Myanmar activists hold 'blue shirt' protests; report says junta chief to attend summit

·4 min read
People attend sit-in protest and prayer ceremony for those who have died during protests against Myanmar's military coup in Kyat Sar Pyin Quarter, Dawei

(Reuters) - Myanmar anti-coup activists launched protests on Wednesday calling for the release of detained prisoners, as junta chief General Min Aung Hlaing was reported to be planning to attend a regional summit to discuss the crisis in the country.

Saturday's summit of the Association of Southeast Asian Nations (ASEAN) would be its first since the coup in Myanmar on Feb. 1 and a test of how the traditionally consensual organisation will respond.

Junta spokesman Zaw Min Tun said the military commander would attend the meeting in Jakarta, Indonesia, the online service of the Japanese news magazine Nikkei Asia reported.

Reuters could not reach the spokesman for confirmation.

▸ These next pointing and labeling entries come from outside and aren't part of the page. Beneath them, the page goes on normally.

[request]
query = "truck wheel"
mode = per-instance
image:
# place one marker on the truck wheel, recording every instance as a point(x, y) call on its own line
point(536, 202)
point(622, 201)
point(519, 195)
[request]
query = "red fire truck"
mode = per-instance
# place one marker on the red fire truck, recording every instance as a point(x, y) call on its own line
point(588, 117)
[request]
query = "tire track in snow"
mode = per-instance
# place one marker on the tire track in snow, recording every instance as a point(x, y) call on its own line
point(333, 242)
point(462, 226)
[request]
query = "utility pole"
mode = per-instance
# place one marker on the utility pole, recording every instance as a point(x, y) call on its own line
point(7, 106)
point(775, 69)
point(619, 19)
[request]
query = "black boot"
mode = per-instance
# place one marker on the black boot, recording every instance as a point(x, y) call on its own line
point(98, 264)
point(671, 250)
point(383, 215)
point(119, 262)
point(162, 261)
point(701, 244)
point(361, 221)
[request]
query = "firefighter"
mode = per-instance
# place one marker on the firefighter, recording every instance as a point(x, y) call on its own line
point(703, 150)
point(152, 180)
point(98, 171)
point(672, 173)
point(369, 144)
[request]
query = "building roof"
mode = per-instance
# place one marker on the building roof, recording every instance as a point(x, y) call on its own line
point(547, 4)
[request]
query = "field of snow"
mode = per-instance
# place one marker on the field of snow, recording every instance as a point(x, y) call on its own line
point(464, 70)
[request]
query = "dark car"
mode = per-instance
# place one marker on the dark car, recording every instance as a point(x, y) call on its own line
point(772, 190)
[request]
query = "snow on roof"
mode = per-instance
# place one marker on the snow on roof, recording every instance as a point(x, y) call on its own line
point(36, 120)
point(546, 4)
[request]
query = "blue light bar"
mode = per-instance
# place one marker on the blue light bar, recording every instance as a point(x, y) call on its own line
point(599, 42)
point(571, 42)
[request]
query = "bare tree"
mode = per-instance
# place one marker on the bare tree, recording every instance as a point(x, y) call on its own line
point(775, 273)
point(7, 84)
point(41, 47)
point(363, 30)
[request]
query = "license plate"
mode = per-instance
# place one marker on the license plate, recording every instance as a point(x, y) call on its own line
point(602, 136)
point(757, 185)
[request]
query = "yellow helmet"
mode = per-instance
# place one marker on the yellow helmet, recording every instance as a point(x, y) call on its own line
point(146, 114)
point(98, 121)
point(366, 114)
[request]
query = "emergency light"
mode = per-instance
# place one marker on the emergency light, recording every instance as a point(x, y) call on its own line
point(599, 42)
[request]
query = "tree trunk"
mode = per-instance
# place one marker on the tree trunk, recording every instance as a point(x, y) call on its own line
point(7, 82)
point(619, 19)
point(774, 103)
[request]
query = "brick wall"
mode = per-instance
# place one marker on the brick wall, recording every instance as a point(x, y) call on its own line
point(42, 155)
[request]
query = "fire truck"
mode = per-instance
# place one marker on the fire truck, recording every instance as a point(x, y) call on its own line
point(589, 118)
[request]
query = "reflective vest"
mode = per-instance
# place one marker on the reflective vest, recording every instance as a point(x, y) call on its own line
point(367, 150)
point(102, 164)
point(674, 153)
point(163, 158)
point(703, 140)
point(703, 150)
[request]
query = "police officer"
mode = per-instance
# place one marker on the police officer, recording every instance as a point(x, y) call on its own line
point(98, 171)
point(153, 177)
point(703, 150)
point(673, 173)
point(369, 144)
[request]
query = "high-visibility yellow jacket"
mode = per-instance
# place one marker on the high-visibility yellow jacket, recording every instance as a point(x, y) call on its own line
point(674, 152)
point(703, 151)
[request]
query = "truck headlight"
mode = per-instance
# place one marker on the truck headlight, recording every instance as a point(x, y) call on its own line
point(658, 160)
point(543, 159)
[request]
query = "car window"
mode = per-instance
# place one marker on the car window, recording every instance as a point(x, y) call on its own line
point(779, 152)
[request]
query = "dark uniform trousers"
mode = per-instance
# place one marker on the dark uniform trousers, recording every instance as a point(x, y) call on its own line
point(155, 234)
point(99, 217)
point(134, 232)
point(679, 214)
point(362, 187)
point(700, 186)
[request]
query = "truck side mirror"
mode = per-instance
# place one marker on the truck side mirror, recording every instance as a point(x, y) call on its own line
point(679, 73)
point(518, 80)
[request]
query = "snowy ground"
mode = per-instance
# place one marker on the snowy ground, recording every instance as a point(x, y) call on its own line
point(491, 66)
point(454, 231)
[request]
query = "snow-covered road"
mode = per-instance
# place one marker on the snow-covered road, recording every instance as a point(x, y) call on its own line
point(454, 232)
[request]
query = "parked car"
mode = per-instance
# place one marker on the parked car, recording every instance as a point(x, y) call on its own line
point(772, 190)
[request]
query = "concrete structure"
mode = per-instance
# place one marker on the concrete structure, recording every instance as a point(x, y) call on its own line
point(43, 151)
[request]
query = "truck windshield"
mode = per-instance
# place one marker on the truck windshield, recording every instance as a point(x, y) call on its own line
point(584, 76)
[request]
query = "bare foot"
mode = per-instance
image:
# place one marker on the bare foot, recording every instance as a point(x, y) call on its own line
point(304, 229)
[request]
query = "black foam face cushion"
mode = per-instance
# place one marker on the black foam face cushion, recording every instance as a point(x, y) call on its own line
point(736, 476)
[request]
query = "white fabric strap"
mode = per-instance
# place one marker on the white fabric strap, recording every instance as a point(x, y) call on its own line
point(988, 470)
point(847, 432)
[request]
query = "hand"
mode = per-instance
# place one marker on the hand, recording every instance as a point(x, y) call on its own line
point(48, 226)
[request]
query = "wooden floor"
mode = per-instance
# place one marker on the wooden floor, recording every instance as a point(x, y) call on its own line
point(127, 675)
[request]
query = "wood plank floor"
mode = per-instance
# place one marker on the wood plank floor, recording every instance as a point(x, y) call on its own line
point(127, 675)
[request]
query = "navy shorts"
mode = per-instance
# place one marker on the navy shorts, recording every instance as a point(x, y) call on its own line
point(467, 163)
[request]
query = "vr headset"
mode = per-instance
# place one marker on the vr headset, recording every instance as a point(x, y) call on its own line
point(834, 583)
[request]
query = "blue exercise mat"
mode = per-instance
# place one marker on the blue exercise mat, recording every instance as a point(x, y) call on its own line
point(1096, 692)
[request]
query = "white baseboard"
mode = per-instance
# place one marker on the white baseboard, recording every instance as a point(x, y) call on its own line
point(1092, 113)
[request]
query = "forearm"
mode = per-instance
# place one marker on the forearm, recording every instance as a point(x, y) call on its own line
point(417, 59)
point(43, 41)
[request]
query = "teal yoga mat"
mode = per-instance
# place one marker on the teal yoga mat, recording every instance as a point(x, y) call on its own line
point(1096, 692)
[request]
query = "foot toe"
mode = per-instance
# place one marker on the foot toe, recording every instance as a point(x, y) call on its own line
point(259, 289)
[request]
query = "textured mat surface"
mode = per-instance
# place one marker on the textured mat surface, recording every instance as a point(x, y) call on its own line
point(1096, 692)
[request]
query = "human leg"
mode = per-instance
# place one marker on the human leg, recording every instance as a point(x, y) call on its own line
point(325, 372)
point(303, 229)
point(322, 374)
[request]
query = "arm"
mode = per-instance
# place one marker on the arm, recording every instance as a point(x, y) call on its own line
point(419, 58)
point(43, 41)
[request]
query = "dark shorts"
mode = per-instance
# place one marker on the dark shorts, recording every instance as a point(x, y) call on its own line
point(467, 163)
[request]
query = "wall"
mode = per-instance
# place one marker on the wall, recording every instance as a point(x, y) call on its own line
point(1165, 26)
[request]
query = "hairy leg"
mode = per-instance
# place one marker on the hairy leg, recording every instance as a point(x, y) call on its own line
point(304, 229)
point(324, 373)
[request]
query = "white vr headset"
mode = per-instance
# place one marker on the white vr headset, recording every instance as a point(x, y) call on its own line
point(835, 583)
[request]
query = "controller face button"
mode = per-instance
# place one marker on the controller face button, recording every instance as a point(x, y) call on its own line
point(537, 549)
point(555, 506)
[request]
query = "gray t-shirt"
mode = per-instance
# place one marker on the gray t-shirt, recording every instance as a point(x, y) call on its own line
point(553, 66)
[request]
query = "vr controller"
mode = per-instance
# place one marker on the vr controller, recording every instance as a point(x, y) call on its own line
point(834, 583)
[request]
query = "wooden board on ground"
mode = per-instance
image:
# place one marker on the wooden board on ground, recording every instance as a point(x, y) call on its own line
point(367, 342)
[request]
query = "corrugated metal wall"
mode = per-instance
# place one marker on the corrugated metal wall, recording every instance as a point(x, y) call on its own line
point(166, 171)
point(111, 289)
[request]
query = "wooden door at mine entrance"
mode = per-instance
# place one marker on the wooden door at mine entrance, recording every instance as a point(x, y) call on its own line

The general's attendance at the summit has been condemned by critics of the military takeover both within Myanmar and abroad.

The Southeast Asian country has been in crisis since the military seized power from Aung San Suu Kyi's elected government, with almost daily protests despite a crackdown by the junta in which hundreds of people have been killed.

ASEAN has been trying to guide fellow member Myanmar out of the bloody turmoil triggered by the coup, but the 10-nation group's principles of consensus and non-interference have restricted its ability to overcome members' divergent views on how to respond to the army's killing of civilians.

Myanmar's military has shown little willingness to engage with its neighbours and no sign of wanting to talk to members of the government it ousted, accusing some of them of treason, which is punishable by death.

Malaysian Prime Minister Muhyiddin Yassin and Vietnam's Prime Minister Pham Minh Chinh will attend the summit, but Thai Prime Minister Prayuth Chan-ocha said he would be represented by his deputy, Don Pramudwinai, who is also foreign minister.

Other regional leaders are yet to confirm their plans.

The United Nations special envoy for Myanmar, Christine Schraner Burgener, will fly to Jakarta and hold meetings on the sidelines of the summit, three sources said.

She has communicated with Myanmar's military but the army has not allowed her to visit.

The Assistance Association for Political Prisoners (AAPP), an activist group, says 738 people have been killed by Myanmar's security forces since the coup and 3,300 people are in detention. Another 20 people have been sentenced to death and are in hiding.

On Wednesday, people shared photos on social media wearing blue shirts and holding up a hand with the name of an arrested person written on it.

The shirts are a tribute to pro-democracy activist Win Tin who was imprisoned by the military for 19 years and died on April 21, 2014. After his release, he pledged to wear a blue shirt until all political prisoners were freed.

"Please raise your voice and demand the release of all the people who are being unfairly detained under the junta government," protest leader Ei Thinzar Maung said on Facebook.

'BARBARIC JUNTA'

Last week, pro-democracy politicians, including ousted members of parliament, announced the formation of a National Unity Government (NUG) that nominally includes Suu Kyi, who has been in detention since the coup, as well as leaders of the protests and ethnic minorities.

Mynamar's home affairs ministry has declared the NUG unlawful, but the NUG says it is the legitimate authority in Myanmar and has requested international recognition and an invitation to the Jakarta meeting.

A grouping of ASEAN lawmakers also said the NUG should be invited.

"ASEAN cannot adequately discuss the situation in Myanmar without hearing from and speaking to the National Unity Government," ASEAN Parliamentarians for Human Rights said in a statement.

On the invitation to Senior General Min Aung Hlaing, it said: "ASEAN must make it abundantly clear that he is not there as a representative of the Myanmar people, who totally reject his barbaric junta."

Human Rights Watch said the 10-member bloc should immediately withdraw the invitation to the junta's leader.

"Min Aung Hlaing, who faces international sanctions for his role in military atrocities and the brutal crackdown on pro-democracy protesters, should not be welcomed at an intergovernmental gathering to address a crisis he created," said Brad Adams, Asia director at Human Rights Watch.